Dejé la copa del segundo coñac sobre la mesa de vidrio. Volví a encender la grabadora.
Se había consumido el clima propicio para la risa y la abuela estaba nuevamente adusta. Se perdían definitivamente los tres álbumes verde, negro y morado en manos de la enfermera, rumbo a la recámara.
—Ya estoy muy cansada —dijo la abuela cuando me vio reencender la grabadora. Tentaleó como a ciegas hasta encontrar el mango del bastón. Se apoyó en él para erguirse. Durante ese movimiento fue cuando me atreví:
—Fue Luciano el que mató a Lucio, ¿verdad?

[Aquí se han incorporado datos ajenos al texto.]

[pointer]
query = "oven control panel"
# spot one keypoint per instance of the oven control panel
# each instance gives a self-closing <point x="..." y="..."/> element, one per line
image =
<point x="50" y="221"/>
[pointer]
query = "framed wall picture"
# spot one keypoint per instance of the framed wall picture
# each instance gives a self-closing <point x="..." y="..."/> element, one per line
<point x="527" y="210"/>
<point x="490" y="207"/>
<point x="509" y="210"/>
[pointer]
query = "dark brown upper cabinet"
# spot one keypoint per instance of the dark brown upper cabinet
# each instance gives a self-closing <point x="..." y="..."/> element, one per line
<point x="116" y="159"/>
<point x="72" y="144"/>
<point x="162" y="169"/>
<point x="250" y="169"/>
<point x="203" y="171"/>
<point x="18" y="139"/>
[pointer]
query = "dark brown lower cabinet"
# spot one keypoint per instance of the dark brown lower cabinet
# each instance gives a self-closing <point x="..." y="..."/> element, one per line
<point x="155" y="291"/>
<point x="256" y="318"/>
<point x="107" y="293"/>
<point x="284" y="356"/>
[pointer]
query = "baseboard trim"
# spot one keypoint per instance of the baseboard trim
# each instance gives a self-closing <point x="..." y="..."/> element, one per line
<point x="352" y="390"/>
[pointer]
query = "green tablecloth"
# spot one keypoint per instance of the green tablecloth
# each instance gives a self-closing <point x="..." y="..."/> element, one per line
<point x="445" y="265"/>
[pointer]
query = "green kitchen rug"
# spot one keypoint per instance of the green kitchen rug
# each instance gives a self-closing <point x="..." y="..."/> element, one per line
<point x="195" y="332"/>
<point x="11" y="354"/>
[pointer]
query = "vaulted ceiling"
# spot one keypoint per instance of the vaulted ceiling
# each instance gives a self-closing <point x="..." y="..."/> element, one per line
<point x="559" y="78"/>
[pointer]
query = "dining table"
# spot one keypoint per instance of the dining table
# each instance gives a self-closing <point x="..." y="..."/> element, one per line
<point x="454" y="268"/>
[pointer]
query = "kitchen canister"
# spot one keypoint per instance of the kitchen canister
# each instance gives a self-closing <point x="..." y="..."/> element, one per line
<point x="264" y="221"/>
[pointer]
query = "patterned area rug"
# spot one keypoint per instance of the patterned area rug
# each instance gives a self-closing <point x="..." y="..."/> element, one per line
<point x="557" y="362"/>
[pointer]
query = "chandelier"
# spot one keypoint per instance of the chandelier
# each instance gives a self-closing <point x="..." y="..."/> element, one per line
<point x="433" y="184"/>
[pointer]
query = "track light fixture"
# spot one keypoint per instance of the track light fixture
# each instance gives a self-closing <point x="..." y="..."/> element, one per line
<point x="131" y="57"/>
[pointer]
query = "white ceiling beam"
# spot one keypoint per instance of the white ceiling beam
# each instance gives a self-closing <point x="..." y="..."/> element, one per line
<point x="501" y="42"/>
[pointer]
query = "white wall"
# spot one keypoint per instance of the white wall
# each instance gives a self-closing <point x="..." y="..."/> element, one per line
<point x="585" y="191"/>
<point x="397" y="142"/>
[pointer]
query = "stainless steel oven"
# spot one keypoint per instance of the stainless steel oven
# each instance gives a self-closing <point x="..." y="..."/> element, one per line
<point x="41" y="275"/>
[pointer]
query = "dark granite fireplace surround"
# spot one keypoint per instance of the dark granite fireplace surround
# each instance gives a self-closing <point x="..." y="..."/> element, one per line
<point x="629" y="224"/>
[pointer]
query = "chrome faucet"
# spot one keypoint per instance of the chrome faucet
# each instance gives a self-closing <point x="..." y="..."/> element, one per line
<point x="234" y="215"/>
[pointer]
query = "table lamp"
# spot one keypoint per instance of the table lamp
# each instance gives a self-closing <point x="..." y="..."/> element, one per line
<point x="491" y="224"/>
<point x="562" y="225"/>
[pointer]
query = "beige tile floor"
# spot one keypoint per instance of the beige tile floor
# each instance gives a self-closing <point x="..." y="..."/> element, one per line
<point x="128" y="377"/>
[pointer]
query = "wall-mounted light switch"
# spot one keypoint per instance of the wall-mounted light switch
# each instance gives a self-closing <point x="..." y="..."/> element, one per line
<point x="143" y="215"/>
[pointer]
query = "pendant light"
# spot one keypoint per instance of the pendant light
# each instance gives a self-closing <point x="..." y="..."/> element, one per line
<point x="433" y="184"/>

—¿Qué no oíste lo que dije? —se enrabietó la abuela—. El inspector Mergier no resolvió nunca el caso.
—Pero usted sabe que fue Luciano.
—Yo no sé nada, no seas tonto. De lo único que estoy segura es de que el inspector Mergier no era ningún Maigret, y eso: nunca resolvió el caso —me miró—. Tú sabes quién es Maigret, ¿no?
—El de Simenon.
—¿Has leído a Simenon?
—No, pero sé que Simenon creó ese personaje, como el Sherlock Holmes de Conan Doyle, como el Hércules Poirot de Agatha Christie.
—El mejor es el de Simenon. Maigret es mi personaje inolvidable, lo adoro.
—Maigret hubiera descubierto que Luciano asesinó a Lucio, seguro.
—¡Ay! no digas tonterías, no seas estúpido. Kalimán es corazón cayuco, puente de piedra de luna, arte medio a la mitad.
—¿Cómo?
—Maigret es un personaje imaginario. Sólo puede descubrir casos de novela.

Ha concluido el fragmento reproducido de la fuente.